Local gardeners, bakers and entrepreneurs will so have new place to work, thanks to the efforts of Cheryl Ferguson and Ray Tuegel, the owners of Plum Granny Farms.
The couple are in the process of creating a new community kitchen which will be used to expand their current farm operations and provide a space for other local farmers and entrepreneurs to can, cook and bake in a state certified kitchen.
“The project is funded through North Carolina Ag Ventures and the Golden Leaf Foundation,” said Ferguson. “It will be a shared use kitchen. We will use it to make our jams and pesto and garlic powders, but it will also be able to be used by other local entrepreneurs or just local gardeners if they have a lot of tomatoes and want to can but do not want to heat up their own kitchen.”
The new community kitchen will be located in a former gas station near the old Sauratown Fire Department.
“We purchased the building last winter and are in the process of remodeling it,” said Ferguson. “We will mostly use it for storage and as a repair facility for our farm, but we wanted to use part of it to create a certified kitchen that could be used by the community.”
Ferguson said access to a certified kitchen was key for local entrepreneurs, especially smaller farms, who want to create food items for sale at farmers markets and local stores.
“There is not place in Forsyth, Stokes, Surry or Rockingham for people to be able to make jams or pickles or bake breads or make cookies for sale in a certified facility,” she said, noting that she has been making her Plum Granny jams and jellies in the YMCA Camp Hanes kitchen for the past four years. “They have been incredible partners for us, but they are getting busier and it is getting more and more challenging to get in there.
“I have talked to people around the county and my fellow farmers and there is a lot of excitement about this,” she added. “What we are doing has never been done before. The food based economy is where there is a lot of action right now. This is a major economic engine.
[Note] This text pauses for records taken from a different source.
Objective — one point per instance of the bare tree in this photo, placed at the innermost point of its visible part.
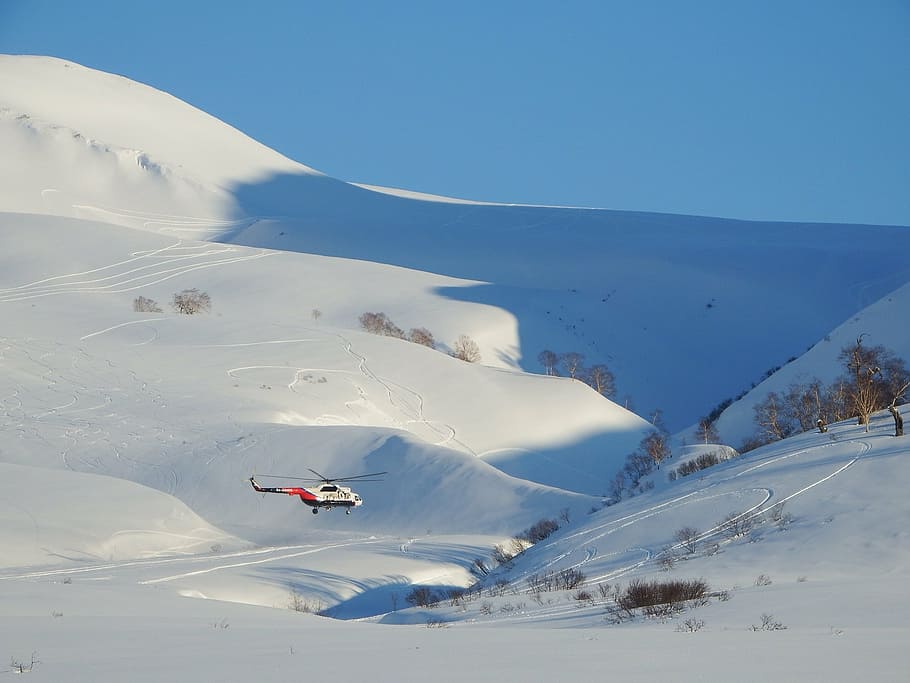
(803, 404)
(191, 301)
(549, 360)
(572, 362)
(601, 380)
(421, 335)
(656, 446)
(874, 376)
(862, 365)
(379, 323)
(466, 349)
(687, 537)
(706, 432)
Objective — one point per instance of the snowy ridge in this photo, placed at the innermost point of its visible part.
(136, 549)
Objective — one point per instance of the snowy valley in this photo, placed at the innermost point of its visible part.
(135, 548)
The next big thing is not going to be a big industrial plant in this county, it is going to be small farms and services.”
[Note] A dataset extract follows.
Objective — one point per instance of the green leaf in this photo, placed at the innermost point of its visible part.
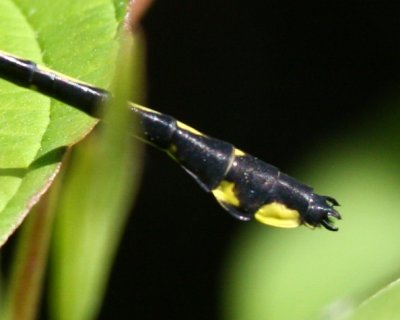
(383, 306)
(96, 196)
(74, 37)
The kitchen is under construction right now, but is expected to be completed and ready to be rented on an hourly basis in May.
Once completed the facility will feature a gas stove, a convection oven, a food processor, some refrigeration space and possibly a steamer as well as all the pots, pans and utensils needed to create almost anything.
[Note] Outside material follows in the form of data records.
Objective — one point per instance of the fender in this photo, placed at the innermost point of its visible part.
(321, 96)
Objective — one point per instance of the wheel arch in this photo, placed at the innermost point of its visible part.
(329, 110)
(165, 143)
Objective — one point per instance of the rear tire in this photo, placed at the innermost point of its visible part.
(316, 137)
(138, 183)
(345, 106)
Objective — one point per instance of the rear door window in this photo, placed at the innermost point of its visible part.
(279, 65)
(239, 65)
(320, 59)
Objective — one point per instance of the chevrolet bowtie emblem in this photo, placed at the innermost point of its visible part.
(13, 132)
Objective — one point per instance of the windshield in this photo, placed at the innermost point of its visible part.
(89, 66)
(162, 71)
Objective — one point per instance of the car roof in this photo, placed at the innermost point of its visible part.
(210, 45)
“For repeat users we will also have some storage lockers that people can rent,” said Ferguson. “We want to make it convenient for people to use.”
She said they also planned to partner with the Stokes County Cooperative Extension to hopefully offer some classes on canning and cooking demonstrations.
“You want your food to be safe and you want to make sure you are doing it in a proper way,” Ferguson said. “People are interested in canning now and this is a way to support that, but also to support local small businesses that are just getting started.”
She noted that the facility would not be as large as other community kitchens in the state, but said there would be space for the facility to grow in the future if it is successful.
The facility will also not offer automatic inspections of prepared goods that people may want to sell.
“But we can hook you up with the North Carolina Department of Agriculture inspector,” said Ferguson. “She has to approve that your process is adequate and meets the code before you can sell anything. There are also some canned goods that go beyond her approval and have to have FDA approval.”
She said once opened the kitchen could be rented on an hourly bases for $15 an hour.